Parenting

YouTube: The new age Nanny

YouTube, I owe you bigtime. You are the only thing in the world that can hold my kid’s attention for as long as you want! Kudos to the technology, AI, algorithms beyond human comprehension, which makes it seamless to watch videos on loop for endless hours. The “autoplay” and “recommended videos” are life savers. I can stuff broccoli and spinach into her mouth and she wouldn’t even notice. I can read a book, run my household chores, cook dinner and fiddle with my phone guilt free. I no longer have to brainstorm 100 different ways to entertain her and keep her from running all the over the house and turning it upside down. I wouldn’t dare to snatch that screen away from her as she would start screaming at the top of her voice. That would be a clear violation of “gentle parenting norms”.

I recently chanced upon the TED Talks video by James Bridle. It scared the living daylights out of me. A shocking revelation of how YouTube is ruining our kids and enslaving them in its charm. How “surprise egg” unwrapping videos and “finger family songs” that have no logic or learning can keep kids glued to the screen for hours. How a simple search term “car” can lead to some very disturbing, obscene and abusive content that children should never lay their hands on.

As modern parents’ we want our kids to have best of everything. We seem to have profound knowledge of what should go into their stomach. We even demand farm visits to inspect if the so called natural cow milk supplied daily is A1 or A2 grade! We purchase organic foods that are priced 50-100% more than their conventional equivalents. We would never provide them anything that comes free of cost or from unknown/ less known brand due to their dubious and precarious nature.

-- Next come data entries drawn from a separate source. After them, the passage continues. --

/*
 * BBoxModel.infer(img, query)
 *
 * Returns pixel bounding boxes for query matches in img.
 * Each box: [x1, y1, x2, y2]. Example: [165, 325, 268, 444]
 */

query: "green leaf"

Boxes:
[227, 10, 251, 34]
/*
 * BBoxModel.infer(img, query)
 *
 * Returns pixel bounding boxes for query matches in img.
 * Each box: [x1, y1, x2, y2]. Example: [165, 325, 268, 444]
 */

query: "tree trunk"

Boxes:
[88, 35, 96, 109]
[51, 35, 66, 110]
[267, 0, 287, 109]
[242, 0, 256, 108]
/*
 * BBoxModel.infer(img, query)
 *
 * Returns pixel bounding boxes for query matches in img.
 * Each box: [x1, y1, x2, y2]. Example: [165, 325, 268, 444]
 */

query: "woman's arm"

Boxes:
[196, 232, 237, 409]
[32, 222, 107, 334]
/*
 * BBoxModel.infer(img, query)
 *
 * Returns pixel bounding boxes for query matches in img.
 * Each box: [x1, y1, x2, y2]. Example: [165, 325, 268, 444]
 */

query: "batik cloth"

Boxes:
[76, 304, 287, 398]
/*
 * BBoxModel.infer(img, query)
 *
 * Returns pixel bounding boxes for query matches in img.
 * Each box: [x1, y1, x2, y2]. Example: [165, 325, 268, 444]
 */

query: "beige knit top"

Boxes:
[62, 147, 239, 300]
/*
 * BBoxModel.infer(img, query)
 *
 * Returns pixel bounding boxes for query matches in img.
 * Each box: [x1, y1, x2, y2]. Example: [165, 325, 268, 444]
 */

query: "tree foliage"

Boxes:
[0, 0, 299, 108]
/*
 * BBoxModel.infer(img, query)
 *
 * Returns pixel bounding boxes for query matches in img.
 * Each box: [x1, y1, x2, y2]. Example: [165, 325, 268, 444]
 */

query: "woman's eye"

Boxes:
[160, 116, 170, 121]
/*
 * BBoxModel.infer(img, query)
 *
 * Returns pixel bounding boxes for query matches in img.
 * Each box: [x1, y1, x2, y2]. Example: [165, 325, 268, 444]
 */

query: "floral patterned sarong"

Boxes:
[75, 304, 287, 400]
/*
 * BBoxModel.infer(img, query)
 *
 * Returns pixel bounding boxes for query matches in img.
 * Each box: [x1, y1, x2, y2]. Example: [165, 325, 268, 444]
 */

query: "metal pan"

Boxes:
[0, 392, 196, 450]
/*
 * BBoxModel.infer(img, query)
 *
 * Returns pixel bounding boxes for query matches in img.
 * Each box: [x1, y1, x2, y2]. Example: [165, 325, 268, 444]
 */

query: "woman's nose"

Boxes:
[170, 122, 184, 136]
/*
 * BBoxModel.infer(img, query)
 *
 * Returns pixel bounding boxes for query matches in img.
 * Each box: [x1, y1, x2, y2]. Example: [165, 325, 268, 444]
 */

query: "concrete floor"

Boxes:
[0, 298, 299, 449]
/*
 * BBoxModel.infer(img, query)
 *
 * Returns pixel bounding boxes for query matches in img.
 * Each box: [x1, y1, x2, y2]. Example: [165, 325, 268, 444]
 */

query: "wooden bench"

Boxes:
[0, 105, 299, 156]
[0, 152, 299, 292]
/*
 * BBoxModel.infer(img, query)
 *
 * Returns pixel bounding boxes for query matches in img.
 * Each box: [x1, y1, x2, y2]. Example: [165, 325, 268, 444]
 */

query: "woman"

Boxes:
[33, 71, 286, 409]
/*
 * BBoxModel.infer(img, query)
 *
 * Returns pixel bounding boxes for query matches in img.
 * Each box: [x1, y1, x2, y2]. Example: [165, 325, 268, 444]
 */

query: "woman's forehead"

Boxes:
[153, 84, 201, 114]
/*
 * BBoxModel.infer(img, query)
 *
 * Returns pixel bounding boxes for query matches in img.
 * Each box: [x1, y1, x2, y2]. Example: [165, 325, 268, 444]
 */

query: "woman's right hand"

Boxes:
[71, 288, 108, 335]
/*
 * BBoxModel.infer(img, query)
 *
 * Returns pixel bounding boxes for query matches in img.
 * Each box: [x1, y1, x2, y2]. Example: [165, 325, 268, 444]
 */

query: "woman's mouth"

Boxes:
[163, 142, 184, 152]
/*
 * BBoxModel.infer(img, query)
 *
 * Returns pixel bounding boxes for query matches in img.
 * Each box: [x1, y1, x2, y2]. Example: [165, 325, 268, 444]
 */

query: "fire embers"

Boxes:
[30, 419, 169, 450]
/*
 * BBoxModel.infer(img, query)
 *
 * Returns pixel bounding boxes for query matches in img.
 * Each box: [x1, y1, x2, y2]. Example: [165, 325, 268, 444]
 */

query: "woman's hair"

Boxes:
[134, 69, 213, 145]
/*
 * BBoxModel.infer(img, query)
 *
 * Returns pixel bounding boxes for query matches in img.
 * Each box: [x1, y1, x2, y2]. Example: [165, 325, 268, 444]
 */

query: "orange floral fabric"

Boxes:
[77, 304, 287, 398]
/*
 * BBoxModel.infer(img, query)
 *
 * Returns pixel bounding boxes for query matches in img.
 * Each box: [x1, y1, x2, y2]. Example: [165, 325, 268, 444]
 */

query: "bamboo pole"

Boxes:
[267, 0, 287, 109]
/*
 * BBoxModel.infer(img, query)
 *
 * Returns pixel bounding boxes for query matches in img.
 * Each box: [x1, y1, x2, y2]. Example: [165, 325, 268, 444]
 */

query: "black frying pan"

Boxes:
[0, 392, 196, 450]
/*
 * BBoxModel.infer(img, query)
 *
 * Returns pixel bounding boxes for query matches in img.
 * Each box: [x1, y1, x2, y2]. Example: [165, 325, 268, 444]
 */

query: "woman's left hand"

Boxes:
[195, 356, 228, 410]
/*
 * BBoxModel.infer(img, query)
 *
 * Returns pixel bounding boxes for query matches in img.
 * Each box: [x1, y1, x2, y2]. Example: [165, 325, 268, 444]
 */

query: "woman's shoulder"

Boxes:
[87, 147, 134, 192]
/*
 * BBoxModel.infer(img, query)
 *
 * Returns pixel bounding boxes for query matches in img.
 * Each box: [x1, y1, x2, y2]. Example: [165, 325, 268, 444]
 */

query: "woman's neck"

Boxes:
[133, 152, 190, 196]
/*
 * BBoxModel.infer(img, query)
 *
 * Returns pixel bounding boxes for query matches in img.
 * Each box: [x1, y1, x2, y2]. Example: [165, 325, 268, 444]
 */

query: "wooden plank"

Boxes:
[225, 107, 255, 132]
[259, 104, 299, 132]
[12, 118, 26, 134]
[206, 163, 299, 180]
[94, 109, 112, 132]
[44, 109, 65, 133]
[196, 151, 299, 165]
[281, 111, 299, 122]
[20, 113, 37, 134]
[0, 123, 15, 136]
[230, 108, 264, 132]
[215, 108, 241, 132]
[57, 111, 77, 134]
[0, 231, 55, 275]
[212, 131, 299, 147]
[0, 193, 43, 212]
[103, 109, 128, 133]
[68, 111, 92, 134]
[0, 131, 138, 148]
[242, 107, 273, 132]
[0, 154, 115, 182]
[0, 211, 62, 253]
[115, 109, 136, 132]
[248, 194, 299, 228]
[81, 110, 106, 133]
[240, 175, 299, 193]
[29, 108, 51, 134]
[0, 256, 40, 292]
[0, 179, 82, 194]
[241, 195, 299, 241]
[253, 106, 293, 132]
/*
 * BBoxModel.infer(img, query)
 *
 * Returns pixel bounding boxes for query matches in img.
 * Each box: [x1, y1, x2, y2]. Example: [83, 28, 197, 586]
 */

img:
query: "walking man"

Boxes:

When so much thought goes into feeding their stomach, what their brains are fed seem to be neglected. YouTube, where no one has any idea where the content is coming from and no way to test it’s genuineness, is not for kids. Our kids deserve more than free, illogical, absurd egg opening videos created by unknown sources with the sole motive of monetization. I hope some hand-picked DVDs, a few illustrated story books or curated board games replace this new age internet nanny on the block!